HEUREUX, VOUS LES PAUVRES (LUC 6)
Je voudrais vous parler de Paulette. Paulette est une vieille dame qui se laisse dépérir dans son EHPAD. Elle meurt de solitude bien plus que de ses maux physiques. Un matin, Samia, son aide-soignante, vient lui annoncer : Paulette, j’ai une bonne nouvelle pour vous : votre fils, celui qui vit en Allemagne, arrive aujourd’hui et il va rester plusieurs jours avec vous.
Paulette semble avoir rajeuni de dix ans. Elle se lève, demande à Samia de l’aider à mettre sa plus belle robe et à se préparer pour accueillir son fils. Elle ne sera pas seule aujourd’hui. Ses yeux brillent d’un grand bonheur.
Pourquoi vous raconter l’histoire de Paulette ? Parce qu’il me semble que c’est de ce bonheur-là dont parle Jésus. « Heureux, vous, les pauvres, le Royaume de Dieu est à vous. »
Lorsqu’il descend de la montagne avec ses disciples, Jésus est entouré d’une foule hétéroclite qui vient de partout : il y a des pauvres écrasés par les impôts, les mères qui pleurent un enfant disparu, des croyants persécutés…
Jésus est là, présent au milieu d’eux. Il fait corps avec ce peuple de pauvres, d’humiliés. Il est l’un d’eux.
Par sa présence autant que pas ses mots, il leur dit : « Désormais, vous ne serez plus jamais seuls. Je suis le visage de tendresse et de compassion de Dieu parmi vous. Vous êtes infiniment précieux à ses yeux. »
Jésus vient réaliser la promesse de Dieu, sans cesse réitérée : « Je serai avec vous. »
Jésus ne nous promet pas une vie sans difficultés. Il nous promet le bonheur que lui, Jésus, connait et vit de l’intérieur. Le bonheur de Jésus, c’est d’être relié, uni à son Père dans une relation d’amour que personne ne pourra jamais rompre, même pas la croix.
« Heureux, vous les pauvres, le Royaume de Dieu est à vous », Royaume de justice et de paix, Royaume où le petit, le rejeté, l’impur prend la première place au banquet, Royaume où le Père attend les bras grands ouverts son enfant égaré.

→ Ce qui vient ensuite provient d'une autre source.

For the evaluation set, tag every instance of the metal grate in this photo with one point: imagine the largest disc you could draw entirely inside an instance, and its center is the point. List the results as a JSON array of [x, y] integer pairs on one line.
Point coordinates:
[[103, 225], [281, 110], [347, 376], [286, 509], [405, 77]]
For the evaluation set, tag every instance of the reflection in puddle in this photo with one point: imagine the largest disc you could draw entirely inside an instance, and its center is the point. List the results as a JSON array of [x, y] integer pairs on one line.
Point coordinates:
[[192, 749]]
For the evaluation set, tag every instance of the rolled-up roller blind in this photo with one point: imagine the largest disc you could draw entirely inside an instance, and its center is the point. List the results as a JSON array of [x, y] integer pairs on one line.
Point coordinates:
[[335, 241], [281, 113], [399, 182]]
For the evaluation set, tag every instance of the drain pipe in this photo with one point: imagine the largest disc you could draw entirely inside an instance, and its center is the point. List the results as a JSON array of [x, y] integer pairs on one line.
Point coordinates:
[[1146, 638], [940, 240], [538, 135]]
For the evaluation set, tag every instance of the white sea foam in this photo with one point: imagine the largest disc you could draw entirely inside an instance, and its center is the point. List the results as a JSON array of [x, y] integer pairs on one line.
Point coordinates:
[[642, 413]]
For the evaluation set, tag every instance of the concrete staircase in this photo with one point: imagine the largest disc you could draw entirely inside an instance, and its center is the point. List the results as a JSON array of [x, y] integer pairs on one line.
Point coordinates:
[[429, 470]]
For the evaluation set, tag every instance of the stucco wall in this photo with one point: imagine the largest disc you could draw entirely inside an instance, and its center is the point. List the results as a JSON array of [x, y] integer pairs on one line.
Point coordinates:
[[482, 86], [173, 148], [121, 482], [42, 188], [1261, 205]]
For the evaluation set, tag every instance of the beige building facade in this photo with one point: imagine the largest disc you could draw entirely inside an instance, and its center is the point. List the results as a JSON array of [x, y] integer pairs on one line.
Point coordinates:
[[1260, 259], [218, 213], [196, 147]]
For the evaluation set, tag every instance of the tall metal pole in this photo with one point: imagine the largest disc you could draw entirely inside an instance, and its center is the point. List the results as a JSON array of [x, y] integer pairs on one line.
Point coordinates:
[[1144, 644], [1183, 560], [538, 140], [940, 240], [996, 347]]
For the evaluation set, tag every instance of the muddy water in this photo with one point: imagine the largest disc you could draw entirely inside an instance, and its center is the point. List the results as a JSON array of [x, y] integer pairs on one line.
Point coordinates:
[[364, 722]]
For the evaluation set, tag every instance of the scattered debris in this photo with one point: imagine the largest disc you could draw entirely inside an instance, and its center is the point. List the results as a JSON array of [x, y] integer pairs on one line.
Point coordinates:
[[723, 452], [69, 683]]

Heureux, vous, les pauvres, levez-vous et redressez la tête, car Dieu lui-même marche à vos côtés et vous rend votre dignité.
Mais comment comprendre les affirmations si dures de Jésus : « Malheureux vous les riches, vous avez votre consolation. Malheureux vous qui êtes repus maintenant, vous aurez faim » ?
Ce ne sont pas des malédictions, encore moins des jugements, mais des lamentations. Jésus fait un constat attristé : la richesse nous replie sur nous-même, entretient la peur de l’autre, occupe la tête et le cœur, au risque de perdre cet espace de gratuité, nécessaire pour nous découvrir aimés et nous risquer à aimer.
PRIER
Seigneur Jésus,
apprends-nous à être heureux, comme toi !
apprends-nous à être libre, comme toi !
apprends-nous à être pauvre, comme toi !
Apprends-nous à poser ce même regard d’amour et de tendresse
sur les pauvres, les humiliés, ceux qui pleurent…
Qu’ils découvrent par nous le bonheur de ta présence.